Mansoor Ali v. The Government of Tamil Nadu, rep. by its Secretary to Government & Another
2004-08-10
P.SATHASIVAM, S.SARDAR ZACKRIA HUSSAIN
body2004
DigiLaw.ai
Judgment :- P.Sathasivam, J. The detenu himself challenges the detention order dated 16.10.2003, detaining him as goonda under the Tamil Nadu Act 14 of 1982. The ground case relates to an occurrence that had taken place on 20.09.2003 for the offences under sections 341 and 302 IPC. The detenu has one adverse case to his credit for the offences under sections 506(ii) and 302 read with 34 IPC. 2. Learned counsel appearing for the petitioner after taking us through the grounds of detention, would contend that inasmuch as the detaining authority has referred in para 6 of the grounds of detention that he considered the ground case and "past cases" and taken the decision to detain the detenu under Preventive Act, whereas the detenu had only one adverse case. The detaining authority has not applied its mind before passing the order of detention. He also submitted that since the only one adverse case related to an occurrence on 31.03.2002 and the ground case, according to the prosecution, had taken place on 20.09.2003, there is no proximity with reference to the adverse case. Accordingly, the respondents are not justified in passing the order of detention. 3. We dispose of both the contentions in the following manner. It is true that the grounds of detention refers only one adverse case, that was on 31.03.2002, which had taken place in Bhuvanagiri Fish Market within the jurisdiction of Bhuvanagiri Police Station. The detenu was charged for the offences under sections 506(ii) and 302 read with 34 IPC. 4. Though in para 6 of the detention order, the detaining authority had stated that he perused and considered "past cases", it refers only one adverse case, that took place on 31.03.2002 and the ground case on 20.09.2003. Inasmuch as the detaining authority has referred to all the details and even relating to the adverse case that had taken place on 31.03.2002, in the earlier paragraph, we are of the view that merely because there is a reference "past cases", it cannot be presumed that the detaining authority has not applied its mind properly. 5. Coming to the next contention, namely, proximity, it is true that the adverse case related to the occurrence on 31.03.2002 and the ground case, on which the detention order was passed, taken place on 20.09.2003.

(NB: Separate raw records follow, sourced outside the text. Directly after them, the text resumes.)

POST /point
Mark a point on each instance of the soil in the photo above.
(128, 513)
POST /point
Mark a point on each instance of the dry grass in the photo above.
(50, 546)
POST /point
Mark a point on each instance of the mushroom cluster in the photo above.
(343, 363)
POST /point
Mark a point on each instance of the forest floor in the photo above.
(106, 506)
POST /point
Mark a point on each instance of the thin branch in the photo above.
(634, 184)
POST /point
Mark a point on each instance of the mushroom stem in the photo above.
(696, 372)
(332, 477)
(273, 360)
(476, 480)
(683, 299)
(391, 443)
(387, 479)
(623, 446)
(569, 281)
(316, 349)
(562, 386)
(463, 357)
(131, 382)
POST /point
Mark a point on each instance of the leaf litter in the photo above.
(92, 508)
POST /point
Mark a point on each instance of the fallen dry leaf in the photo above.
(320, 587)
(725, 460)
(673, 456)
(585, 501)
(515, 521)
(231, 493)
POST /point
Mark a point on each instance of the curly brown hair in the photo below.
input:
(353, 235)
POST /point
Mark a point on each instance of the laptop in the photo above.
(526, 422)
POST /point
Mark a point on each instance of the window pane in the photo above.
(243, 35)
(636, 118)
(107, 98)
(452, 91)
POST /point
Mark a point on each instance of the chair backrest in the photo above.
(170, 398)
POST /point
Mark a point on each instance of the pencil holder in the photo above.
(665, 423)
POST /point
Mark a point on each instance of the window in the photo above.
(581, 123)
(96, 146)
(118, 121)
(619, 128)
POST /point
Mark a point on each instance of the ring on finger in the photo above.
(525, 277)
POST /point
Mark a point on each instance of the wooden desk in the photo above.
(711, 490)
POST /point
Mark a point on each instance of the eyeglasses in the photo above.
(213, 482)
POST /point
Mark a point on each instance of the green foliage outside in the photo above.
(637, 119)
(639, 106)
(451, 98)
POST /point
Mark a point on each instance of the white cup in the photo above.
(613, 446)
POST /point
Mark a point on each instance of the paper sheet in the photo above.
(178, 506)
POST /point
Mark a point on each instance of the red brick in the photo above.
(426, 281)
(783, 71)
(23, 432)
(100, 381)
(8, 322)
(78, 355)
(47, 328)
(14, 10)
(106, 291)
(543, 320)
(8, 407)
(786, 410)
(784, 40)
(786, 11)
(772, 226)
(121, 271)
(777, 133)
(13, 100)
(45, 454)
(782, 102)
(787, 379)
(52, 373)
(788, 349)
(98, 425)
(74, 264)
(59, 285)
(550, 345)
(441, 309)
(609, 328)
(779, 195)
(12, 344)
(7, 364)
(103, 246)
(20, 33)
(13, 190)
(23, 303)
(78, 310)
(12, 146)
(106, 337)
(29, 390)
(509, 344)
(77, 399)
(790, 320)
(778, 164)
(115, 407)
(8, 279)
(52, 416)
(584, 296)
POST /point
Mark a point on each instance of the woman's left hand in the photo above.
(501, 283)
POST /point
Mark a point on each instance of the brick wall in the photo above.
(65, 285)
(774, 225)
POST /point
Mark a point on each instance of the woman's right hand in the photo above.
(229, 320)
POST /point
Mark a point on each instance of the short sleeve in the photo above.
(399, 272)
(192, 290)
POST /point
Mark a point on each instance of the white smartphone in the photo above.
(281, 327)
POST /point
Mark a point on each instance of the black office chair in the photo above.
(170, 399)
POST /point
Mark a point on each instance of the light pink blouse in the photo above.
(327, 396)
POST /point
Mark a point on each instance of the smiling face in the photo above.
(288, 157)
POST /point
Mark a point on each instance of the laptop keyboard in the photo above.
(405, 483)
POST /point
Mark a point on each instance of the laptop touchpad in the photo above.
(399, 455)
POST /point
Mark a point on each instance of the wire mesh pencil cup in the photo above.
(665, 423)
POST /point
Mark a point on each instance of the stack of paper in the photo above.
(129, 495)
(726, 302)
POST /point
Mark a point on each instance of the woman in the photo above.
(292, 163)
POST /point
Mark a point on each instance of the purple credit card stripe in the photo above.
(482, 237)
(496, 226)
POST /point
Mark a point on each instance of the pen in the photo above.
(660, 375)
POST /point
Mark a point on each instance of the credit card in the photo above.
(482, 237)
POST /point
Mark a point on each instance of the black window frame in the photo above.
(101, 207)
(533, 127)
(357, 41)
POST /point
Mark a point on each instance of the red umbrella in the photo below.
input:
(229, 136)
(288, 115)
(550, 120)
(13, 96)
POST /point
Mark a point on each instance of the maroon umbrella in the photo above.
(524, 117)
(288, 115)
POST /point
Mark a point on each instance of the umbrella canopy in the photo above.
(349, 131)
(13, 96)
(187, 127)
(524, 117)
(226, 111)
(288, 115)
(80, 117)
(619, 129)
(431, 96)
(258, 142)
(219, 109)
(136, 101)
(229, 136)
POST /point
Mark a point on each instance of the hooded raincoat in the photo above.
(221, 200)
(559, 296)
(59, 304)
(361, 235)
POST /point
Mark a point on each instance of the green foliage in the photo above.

5. Coming to the next contention, namely, proximity, it is true that the adverse case related to the occurrence on 31.03.2002 and the ground case, on which the detention order was passed, taken place on 20.09.2003. In this regard, the learned Government Advocate appearing for the respondents has brought to our notice the details regarding the occurrence that had taken place on 31.03.2002 and the subsequent event on 20.09.2003. In the first case, it is the claim of the prosecution that the petitioner/detenu being hireling, brutally murdered the younger brother of Masilamani, namely, Thangamani on 31.03.2002 at Keel Bhuvanagiri, that too, in Fish Market. It is also brought to our notice that the second incident though it had taken place quite after sometime, namely, 20.09.2003, the very same person, who is a hireling, murdered the brother of the said Thangamani, viz., Kaliamoorthy when he was proceeding to the market in a bicycle along with other persons. 6. In this regard, the learned Government Advocate very much relied on the decision of the Division Bench of this Court reported in Subbiah.. vs.. The Commissioner of Police, Madras City (1993 L.W.(Crl.) 113. While considering the proximity to the earlier occurrence, Their Lordships after referring the definition to Section 2(e) of the COFEPOSA Act, have observed as follows:- "The definition of 'goonda' refers to the habitual commission or attempt to commit or abatement of the commission of offences specified in the section. When a person is found to be a goonda it goes without saying that he is a person who habitually commits or attempts to commit or abets commission of offences. Hence, it is not necessary further for the authority to wait for his committing another act which is likely to cause prejudice to the maintenance of public order. If the facts and circumstances placed before the authority are sufficient to enable him to arrive at the conclusion that he is a goonda then those facts and circumstances are sufficient to consider the second question also as to whether such acts will cause prejudice to the maintenance of public order. The object of the Act is to prevent the person concerned to act in a manner prejudicial to the maintenance of public order. It would be futile to contend that the authority should wait till he acts in such a manner.
The object of the Act is to prevent the person concerned to act in a manner prejudicial to the maintenance of public order. It would be futile to contend that the authority should wait till he acts in such a manner. In that case it will not be preventive detention but a case of detention after the commission of the offence. Hence a reading of S.3(1) together with S.2(a) and (f) of the Goondas Act makes it clear that if the commission of offences is sufficient to brand a person as a goona within the meaning of S..2(f) they can themselves be taken into account for considering the question whether he is acting in a manner prejudicial to the maintenance of public order. 7. In para 32 of the order, they further held that "if the materials before the authority prove that the person concerned had habitually committed offences or attempted to commit the same or abetted commission of the same that would be sufficient to show that he is a goonda and the fact that cases were not actually registered against him would not in any way be material". 8. Considering the materials placed before the detaining authority in the case on hand, we are in respectful agreement with the said conclusion. It is also relevant to note that in para 31, Their Lordships have held, after referring the judgment of the Supreme court in Raj Kumar Singh ..vs.. State of Bihar ( AIR 1986 SC 2173 ), that even a lapse of one year between the two offences would not negative the proximity of the offences by a habitual offender. 9. In the light of the above discussion and in view of the materials placed before the detaining authority, we are unable to accept the arguments of the learned counsel for the petitioner. Consequently, the habeas corpus petition fails and the same is dismissed.